Equal Variance - Linear regression line is unbiased, but standard errors are off.
Normality - Unstable results if outliers are present and sample size is small.
Make a scatterplot of the explanatory variable (\(x\)-axis) vs the response (\(y\)-axis) to check for non-linearity, equal variance, and normality violations.
Residuals (\(y\)-axis) vs fitted values (\(x\)-axis) is often more clear because the signal is removed.
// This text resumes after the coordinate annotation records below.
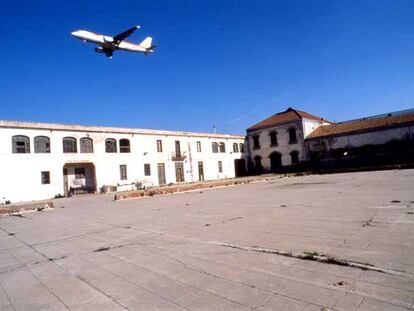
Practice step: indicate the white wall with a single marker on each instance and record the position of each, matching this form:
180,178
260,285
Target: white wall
20,178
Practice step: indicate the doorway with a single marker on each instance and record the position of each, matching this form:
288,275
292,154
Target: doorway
161,174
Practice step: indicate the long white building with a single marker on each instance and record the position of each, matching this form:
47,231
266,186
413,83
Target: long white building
40,161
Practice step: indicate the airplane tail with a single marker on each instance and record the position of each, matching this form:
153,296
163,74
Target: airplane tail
147,43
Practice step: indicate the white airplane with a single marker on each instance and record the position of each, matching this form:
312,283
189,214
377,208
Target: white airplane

You should get used to residual plots, because they are necessary when we start doing multiple linear regression
library(tidyverse)
library(broom)
x <- runif(100, -3, 3)
y <- x + rnorm(100)
df <- data.frame(x = x, y = y)
ggplot(data = df, mapping = aes(x = x, y = y)) +
geom_point() +
geom_smooth(method = "lm", se = FALSE)
lmout <- lm(y ~ x, data = df)
aout <- augment(lmout)
ggplot(data = aout, mapping = aes(x = .fitted, y = .resid)) +
geom_point() +
geom_hline(yintercept = 0)
Means are straight lines
Residuals seem to be centered at 0 for all \(x\)
Variance looks equal for all \(x\)
Everything looks perfect
Exercise: Describe any issues with this plot.
x <- runif(100, 0, 6)
x <- x - min(x) + 0.5
y <- log(x) * 20 + rnorm(100, sd = 4)
df <- data.frame(x = x, y = y)
ggplot(data = df, mapping = aes(x = x, y = y)) +
geom_point() +
geom_smooth(method = lm, se = FALSE, formula = y~x)
lmout <- lm(y ~ x)
aout <- augment(lmout)
ggplot(data = aout, mapping = aes(x = .fitted, y = .resid)) +
geom_point() +
geom_hline(yintercept = 0)
Curved (but always increasing or always decreasing) relationship between \(x\) and \(y\).
Variance looks equal for all \(x\)
Residual plot has a parabolic shape.
These indicate a \(\log\) transformation of \(x\) could help.
Why not \(\log(y)\)? Because taking transforming \(y\) can change the variance, and we already have constant variance, so we do not want to mess with that.
Exercise: Consider the following data:
dftoy <- tribble(~x, ~y,
1, 1,
1, 2,
2, 1,
2, 5,
3, 1,
3, 20)
Plot \(x\) versus \(y\). Then log-transform \(x\) and plot \(\log(x)\) versus \(y\). Then try log-transforming \(y\) and plotting \(x\) versus \(\log(y)\). Discuss how variation changes (vertically or horizontally) when we log \(x\) versus logging \(y\).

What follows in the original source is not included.